これに対し、建物の賃貸借契約については、賃貸目的物が滅失した時点で賃貸借契約は終了するものと考えられています。なお、当該帰結は、これまでは、民法の規定の解釈及びその旨判断した最高裁の見解に基づいて導かれておりましたが、現在提出中の民法改正案では、明文の規定として定められています(改正法案616条の2)。

なお、建物の「滅失」とは、建物が建物としての効用を喪失した状態をいうものと解されており、崩落しているような明らかな倒壊のほか、直立はしているものの、日常使用に耐えうる状態に修繕することが困難といえる状態も、「滅失」に該当すると考えられます。

②特別措置法の規定

以上の他、特に阪神淡路大震災以降の多くの自然災害における経験を踏まえ、近時、「大規模な災害の被災地における借地借家に関する特別措置法」(以下、「特措法」といいます。)が制定されました。

特措法では、借地について、地震等の災害のうち、政令によって「特定大規模災害」と認定されたものによって建物が滅失した場合、借地人は、政令の施行日から起算して最大6ヶ月は、仮に何もしなくても、自らの借地権の存在を第三者に主張できるほか、借地上に、自らが所有していた建物を特定するために必要な事項及び建物を再築する旨の掲示を掲げる場合は、政令施行日から3年間、借地権を第三者に主張できるものとされています。

もっとも、借地契約が継続すれば地代も発生し続けるわけですから、建物の滅失により不要となった借地権に基づいて地代だけが発生し続けないよう、借主には、上述の政令施行日から1年の間、借地権の解約を申し入れる権利も認められています。

一方、特措法上、借家の滅失の場合についてはこのような規定は置かれておらず、契約の終了が前提とされています。
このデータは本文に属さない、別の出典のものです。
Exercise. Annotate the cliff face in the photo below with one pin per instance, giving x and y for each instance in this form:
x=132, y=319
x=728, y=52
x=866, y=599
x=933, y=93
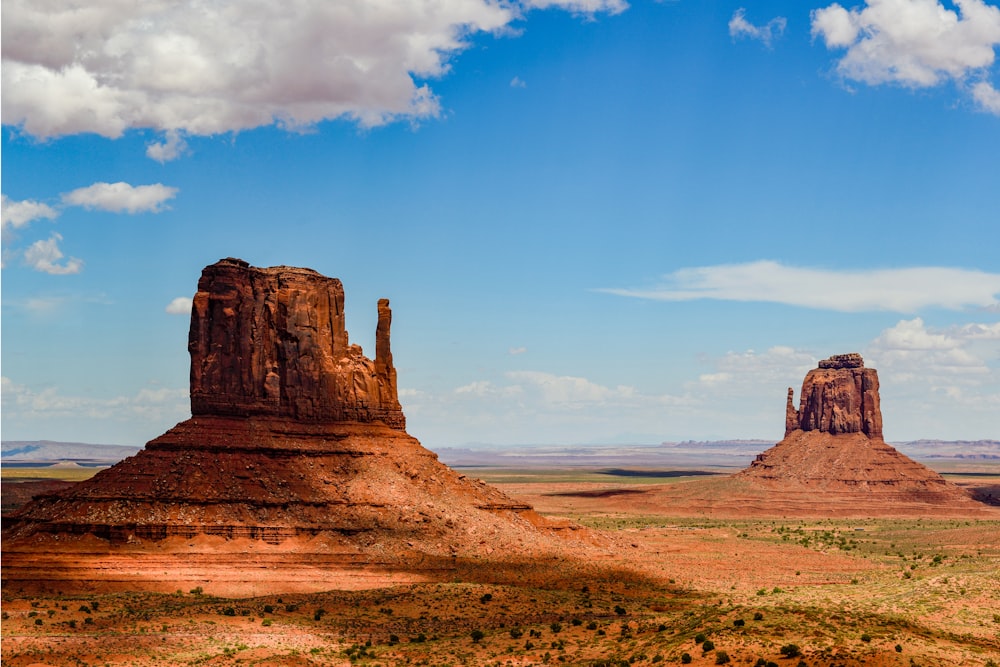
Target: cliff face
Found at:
x=840, y=396
x=272, y=342
x=833, y=451
x=295, y=436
ただし、滅失した借家の敷地上に、特定大規模災害として政令が発せられた日から3年以内に賃貸人が新たに建物を建築したうえで、当該新築建物への入居者の勧誘等をする場合には、従前の賃借人のうち、知れている人に対して遅滞なくその旨告げなければならないとされており、通常の場合に比べると賃借人に配慮が示されているといえます。

以上のとおり、建物の賃貸借契約の場合と異なり、借地契約については、仮に震災によって借地上の建物が倒壊しても、当然に終了するものとはされていません。
この点を誤解して、地主の方が、借地契約が終了したものとして行動してしまうと、契約責任や不法行為責任が発生する恐れもありますので、ご注意ください。